Una scelta non comune, ma per l'avvocato di Zoia Veronesi, indagata per truffa, "sono state fornite specifiche precisazioni a dimostrazione dell'insussistenza dell'ipotesi di reato che le è stato contestato"
Zoia Veronesi, la storica segretaria di Pier Luigi Bersani, è stata interrogata questa mattina dai magistrati della procura di Bologna nell’ambito dell’indagine che la vede indagata per truffa aggravata ai danni della Regione Emilia Romagna. Quattro ore di domande, alle quali Veronesi avrebbe “puntualmente risposto – ha comunicato in una nota il legale Paolo Trombetti – fornendo specifiche precisazioni a dimostrazione della insussistenza dell’ipotesi di reato che le è stato contestato”.
Veronesi è accusata dal pm Giuseppe Di Giorgio di aver lavorato al fianco di Bersani a Roma, prendendo comunque lo stipendio dalla Regione in un arco di tempo di un anno e mezzo. La cifra contestata alla Veronesi fra stipendi e rimborsi per le missioni a Roma è di circa 150 mila euro.
L’inchiesta che vede coinvolta la segretaria di Bersani e l’allora capo di gabinetto di Vasco Errani in Regione, Bruno Solaroli, è nata nel 2010 da un esposto del deputato di Futuro e Libertà, Enzo Raisi e del consigliere comunale di Bologna Michele Facci (Pdl).
All’interrogatorio di questa mattina erano presenti il pm Di Giorgio, il procuratore aggiunto Valter Giovannini e alcuni ufficiali della guardia di finanza che hanno svolto le indagini. Il verbale dell’interrogatorio è stato secretato dalla procura, scelta non troppo comune e spiegata dall’avvocato Trombetti col fatto che ci sono ancora “delle indagini in corso”.
Al termine dell’interrogatorio Veronesi e il suo avvocato sono sfrecciati via dalla procura uscendo dal garage, a bordo di un’auto con i vetri oscurati da foglie d’albero per evitare le fotografie, e accelerando improvvisamente con una manovra anche leggermente rischiosa per i cronisti assiepati davanti all’uscita.

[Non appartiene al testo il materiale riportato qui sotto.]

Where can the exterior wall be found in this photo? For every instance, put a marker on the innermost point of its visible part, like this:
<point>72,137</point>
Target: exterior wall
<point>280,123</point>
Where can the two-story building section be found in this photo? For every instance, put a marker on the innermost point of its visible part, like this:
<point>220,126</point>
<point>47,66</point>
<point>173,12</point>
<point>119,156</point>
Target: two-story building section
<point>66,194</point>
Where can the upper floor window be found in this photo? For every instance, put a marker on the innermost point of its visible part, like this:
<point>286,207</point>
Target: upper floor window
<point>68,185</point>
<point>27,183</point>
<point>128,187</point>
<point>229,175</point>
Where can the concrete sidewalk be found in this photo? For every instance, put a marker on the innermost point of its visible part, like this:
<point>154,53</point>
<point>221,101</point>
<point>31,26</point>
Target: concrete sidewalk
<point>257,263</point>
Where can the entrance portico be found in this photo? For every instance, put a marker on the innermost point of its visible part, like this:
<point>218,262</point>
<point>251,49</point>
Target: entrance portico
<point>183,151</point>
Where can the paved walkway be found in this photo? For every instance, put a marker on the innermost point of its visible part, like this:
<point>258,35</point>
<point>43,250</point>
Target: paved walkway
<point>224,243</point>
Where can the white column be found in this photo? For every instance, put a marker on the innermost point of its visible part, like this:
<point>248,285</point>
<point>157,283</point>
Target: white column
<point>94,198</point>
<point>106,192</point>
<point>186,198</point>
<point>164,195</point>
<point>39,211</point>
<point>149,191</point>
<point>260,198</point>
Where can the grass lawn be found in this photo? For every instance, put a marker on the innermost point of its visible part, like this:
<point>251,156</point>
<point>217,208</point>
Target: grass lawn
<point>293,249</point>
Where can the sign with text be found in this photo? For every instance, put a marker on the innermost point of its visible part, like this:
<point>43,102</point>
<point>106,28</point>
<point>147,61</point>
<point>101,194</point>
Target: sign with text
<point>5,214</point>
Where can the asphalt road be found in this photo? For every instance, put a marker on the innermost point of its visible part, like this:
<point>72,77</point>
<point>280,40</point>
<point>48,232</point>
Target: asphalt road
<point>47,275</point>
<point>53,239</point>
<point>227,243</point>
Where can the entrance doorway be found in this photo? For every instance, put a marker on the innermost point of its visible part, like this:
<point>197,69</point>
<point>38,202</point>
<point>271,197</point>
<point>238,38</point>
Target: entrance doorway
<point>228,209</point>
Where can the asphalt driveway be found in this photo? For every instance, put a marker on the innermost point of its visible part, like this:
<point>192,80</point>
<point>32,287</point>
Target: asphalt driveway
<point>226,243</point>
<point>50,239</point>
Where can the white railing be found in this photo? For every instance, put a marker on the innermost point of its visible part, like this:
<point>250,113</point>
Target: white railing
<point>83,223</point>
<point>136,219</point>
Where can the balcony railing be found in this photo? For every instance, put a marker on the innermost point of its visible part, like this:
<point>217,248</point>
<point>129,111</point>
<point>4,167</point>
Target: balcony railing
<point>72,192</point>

Intanto gli accertamenti dei magistrati proseguono. Nei prossimi giorni verrà sentito Bruno Solaroli, ex parlamentare, sottosegretario e capo di gabinetto del governatore Vasco Errani, indagato nella medesima inchiesta con l’accusa di abuso d’ufficio, perchè Solaroli firmò nel 2008 la delibera con la quale nominò Veronesi “dirigente professional”, e una seconda delibera con cui la nominò responsabile di un incarico ad hoc di raccordo con il Parlamento.
Imputazione la sua che comunque potrebbe essere modificata. Per ora gli inquirenti escludono di sentire come persona informata sui fatti il segretario del Partito Democratico, Pier Luigi Bersani.
Al fianco di questa inchiesta ce n’è una seconda: la Corte dei Conti ha infatti un fascicolo sull’incarico affidato a Zoia Veronesi per curare i rapporti con le istituzioni centrali e con il Parlamento. La procura della Corte dei Conti vuole verificare, infatti, che non abbia costituito un danno erariale per le casse della Regione, dopo la presentazione ai pm dell’esposto del deputato di Fli Enzo Raisi.
Nei mesi scorsi, in occasione di un lavoro di riorganizzazione dell’archivio, il fascicolo sulla vicenda di Veronesi è stato classificato come una delle vicende da mandare avanti con una certa priorità da parte dei magistrati contabili. Al momento, però, l’inchiesta non è ancora arrivata a un punto d’arrivo.